Покойники лежали в одних рубашках – грязных, в запекшейся крови, в испражнениях. Потом приезжала зеленая широкая военная повозка, санитары сваливали трупы один на другой, чтоб не пришлось лишний раз ездить, и везли их хоронить на Часовенную горку. Там когда-то погребали детей и стариков из нашей деревни, кого лень было возить в далекий Любавас. Теперь здесь солдаты вырывали просторные могилы и сваливали туда столько трупов, сколько набиралось за ночь.
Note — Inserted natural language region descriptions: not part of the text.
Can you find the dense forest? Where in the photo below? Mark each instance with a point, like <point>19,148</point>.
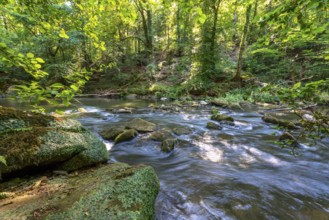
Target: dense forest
<point>213,48</point>
<point>224,101</point>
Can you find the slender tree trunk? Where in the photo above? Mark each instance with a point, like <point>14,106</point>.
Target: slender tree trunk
<point>147,26</point>
<point>252,33</point>
<point>235,21</point>
<point>237,76</point>
<point>179,35</point>
<point>214,30</point>
<point>150,31</point>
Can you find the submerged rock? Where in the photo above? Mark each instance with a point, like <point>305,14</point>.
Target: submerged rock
<point>30,140</point>
<point>127,135</point>
<point>141,125</point>
<point>219,117</point>
<point>283,123</point>
<point>168,145</point>
<point>111,133</point>
<point>181,131</point>
<point>214,126</point>
<point>115,191</point>
<point>161,135</point>
<point>289,139</point>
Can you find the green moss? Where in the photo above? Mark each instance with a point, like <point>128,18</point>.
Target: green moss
<point>115,191</point>
<point>127,135</point>
<point>112,133</point>
<point>31,139</point>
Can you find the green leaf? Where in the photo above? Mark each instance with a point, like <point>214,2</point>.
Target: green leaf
<point>3,160</point>
<point>63,34</point>
<point>74,87</point>
<point>40,60</point>
<point>57,86</point>
<point>30,55</point>
<point>297,85</point>
<point>38,66</point>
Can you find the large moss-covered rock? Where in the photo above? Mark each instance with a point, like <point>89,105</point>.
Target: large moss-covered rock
<point>114,191</point>
<point>31,140</point>
<point>141,125</point>
<point>112,132</point>
<point>127,135</point>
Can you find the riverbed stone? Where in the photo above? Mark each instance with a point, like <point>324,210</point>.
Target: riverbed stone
<point>113,191</point>
<point>219,117</point>
<point>213,126</point>
<point>281,122</point>
<point>112,132</point>
<point>127,135</point>
<point>31,141</point>
<point>161,135</point>
<point>181,130</point>
<point>141,125</point>
<point>168,145</point>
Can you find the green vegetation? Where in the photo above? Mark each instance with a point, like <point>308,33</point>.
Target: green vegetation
<point>227,51</point>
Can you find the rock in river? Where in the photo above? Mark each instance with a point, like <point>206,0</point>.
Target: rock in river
<point>141,125</point>
<point>31,140</point>
<point>112,132</point>
<point>113,191</point>
<point>127,135</point>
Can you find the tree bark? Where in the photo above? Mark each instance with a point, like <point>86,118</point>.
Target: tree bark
<point>237,76</point>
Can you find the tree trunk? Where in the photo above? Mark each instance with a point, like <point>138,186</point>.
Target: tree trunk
<point>237,76</point>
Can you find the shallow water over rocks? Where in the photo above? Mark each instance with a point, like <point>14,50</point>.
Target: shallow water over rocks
<point>233,173</point>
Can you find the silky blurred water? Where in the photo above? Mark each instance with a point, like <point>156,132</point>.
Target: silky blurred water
<point>234,173</point>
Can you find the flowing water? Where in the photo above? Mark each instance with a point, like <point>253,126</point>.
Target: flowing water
<point>234,173</point>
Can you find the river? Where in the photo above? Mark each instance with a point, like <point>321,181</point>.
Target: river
<point>234,173</point>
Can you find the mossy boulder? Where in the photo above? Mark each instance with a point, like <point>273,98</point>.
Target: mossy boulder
<point>281,122</point>
<point>182,130</point>
<point>161,135</point>
<point>168,145</point>
<point>141,125</point>
<point>113,191</point>
<point>30,140</point>
<point>213,126</point>
<point>127,135</point>
<point>219,117</point>
<point>111,133</point>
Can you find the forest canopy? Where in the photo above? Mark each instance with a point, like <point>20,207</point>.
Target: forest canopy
<point>51,48</point>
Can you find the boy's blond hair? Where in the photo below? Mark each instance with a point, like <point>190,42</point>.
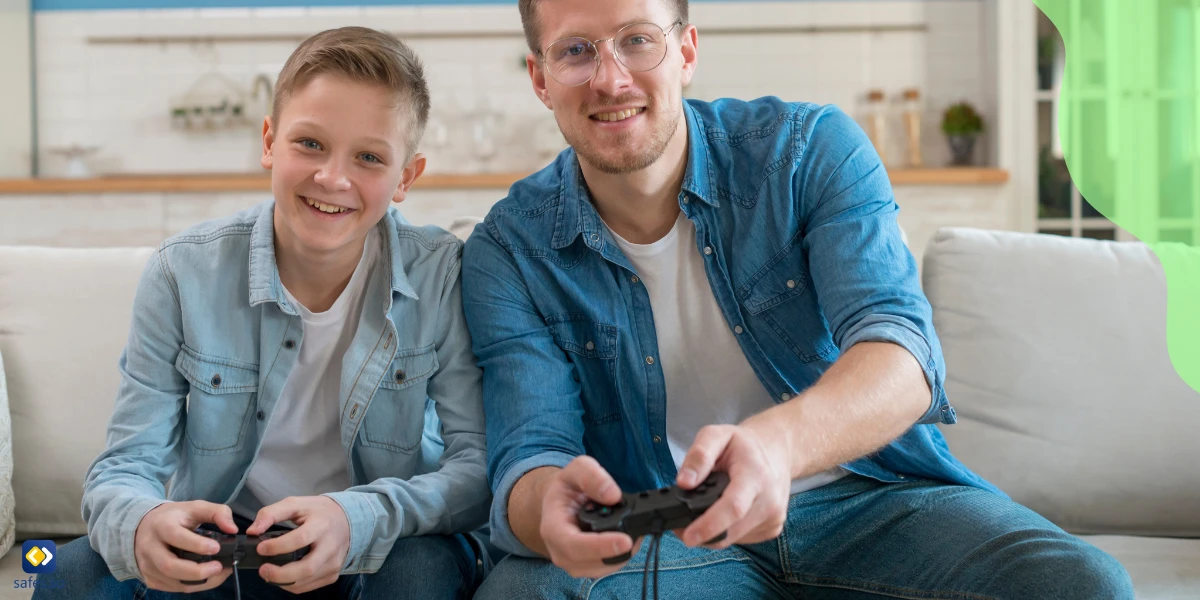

По ночам мне снились то раненые, то мертвецы, и, рассказывают, я даже вопил посреди ночи. Но вот что удивительно – со временем я к этому привык и ничего больше не боялся.
КАК Я ПАС ЛОШАДЬ
Немцы, вывесив на пригорке за садом флаг с красным крестом, зажили себе преспокойно, не боясь, что дом обстреляют русские. Трудно сказать, могли ли русские разглядеть в свои бинокли эту тряпку с крестом, фронт-то ведь находился все-таки в нескольких километрах. Зато сами немцы какое-то время спустя снова привезли и поставили свои пушки на Полое, затем на нашем огороде в Гульбинавасе, вырыли для них ямы и утыкали ветками. Они долго куда-то целились, глядели в бинокли, а потом принялись изредка постреливать.
И вот однажды на наших полях, в Полое, у батрацких, даже на поле будвечяйского Скамарочюса стали взрываться русские снаряды. Где-то вдалеке негромко прозвучит выстрел. Вскоре в воздухе возникает ужасающий вой. Этот вой все усиливается, растет, и вот уже весь воздух свистит, дрожит и ревет. Так и кажется, что свалится на тебя. И ты бежишь куда-то, спотыкаешься, лежишь, схватившись руками за голову, – ведь снаряд непременно попадет в тебя, только в тебя, и ты больше не встанешь.
Снаряд падает где придется, иногда даже на высохшей пашне, неподалеку от дома. Он взметает вверх землю – глину, песок, торф, и над полем долго плывет облако дыма, пока не рассеется. Когда подбегаешь к свежей воронке, она еще пышет жаром, а иногда находишь в ней раскаленные стальные зазубренные осколки. Говорят, когда стреляют, лучше всего прыгнуть в свежую воронку – в одну и ту же воронку снаряд второй раз не попадет… Но ни один снаряд не угодил в нашу избу, у которой висело полотнище с красным крестом.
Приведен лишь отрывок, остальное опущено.